When I was newly pregnant, I was slowly wandering the stacks at the library and, on a whim, picked up a random parenting book. Little did I know, that book would become one of my top parenting books. Before I read How Much Is Too Much?, the idea of overindulgence had never crossed my mind, and now, years later, certain parts of the book still stick out in my mind.
Of course, it helps that the book was written by Jean Illsley Clarke — a pioneer in the world of parenting research. I bring the book up now, several years after I read it, because I had an opportunity to hear Clarke speak at a parenting seminar earlier this week.
Now 90 years old, Clarke presented her information with a feeling of passion. Despite her advancing age, it was easy to feel Clarke’s love for her topic, and her love for life in general. Throughout the presentation she peppered her material with real-life, personal anecdotes which helped to better illustrate her points for the audience.

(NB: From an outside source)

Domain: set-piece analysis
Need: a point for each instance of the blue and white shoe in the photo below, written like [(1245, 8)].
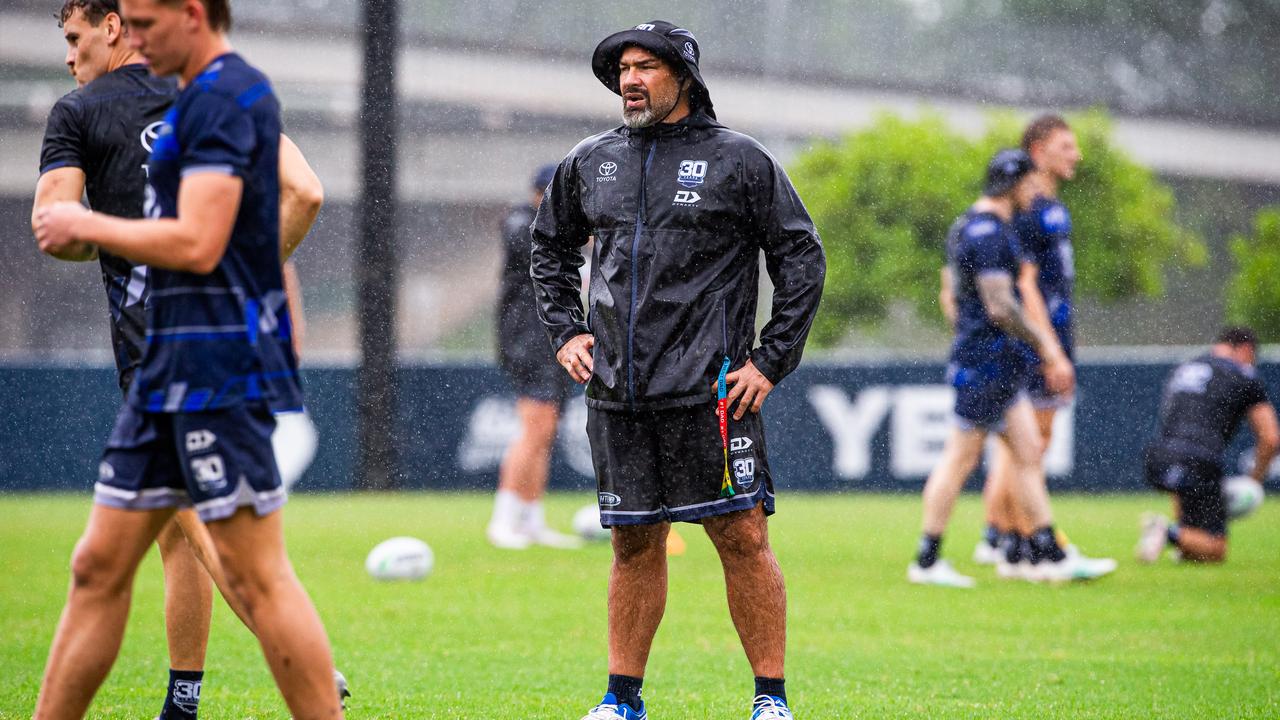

Her main point? She wants parents to know that, though overindulgence comes from a “good heart,” it can ultimately be harmful for children.
How Much Is Too Much? was a perfect book to read before my children were born because it allowed me to explore and figure out what overindulgence, or spoiling, really meant. In the book and at her seminar, Clarke talked about the Test of Four, which prompts parents to ask four questions when it comes to providing things for their children. Those four questions include:
- Is the task/toy/activity etc., developmentally appropriate?
- Could the task/toy/activity etc., cause possible harm?
- Whose needs is this task/toy/activity etc., meeting?
- Is the task/toy/activity etc., using an undue portion of family resources?
If the answers to those questions raise flags for parents, it’s possible that the child is being overindulged, Clarke asserts.
How Much Is Too Much? not only taught me to think of overindulgence in a different way, but it’s the first book that made clear just how important it is for children to contribute to the family in the form of chores and the like. Through her research, Clarke actually found that children who did not have chores and did not have clear boundaries while growing up actually were somewhat resentful in adulthood. In her research, Clarke learned that rules, boundaries and family responsibilities make children feel important, and they make children feel as if their parents care. About Jean Illsley Clarke’s research, Parenting Press writes:
“As people who were overindulged as children become adults, there is a huge impact on their confidence level. These are the people who are most likely to report that they don’t feel they have control over their children.”
I’m glad I went to see Clarke talk so that I could get a refresher on the topics discussed in her parenting book. As I said, it’s definitely been one of my top parenting books in my short parenthood journey, and I think it’s definitely worth the read if you’re concerned about spoiling or overindulging your children.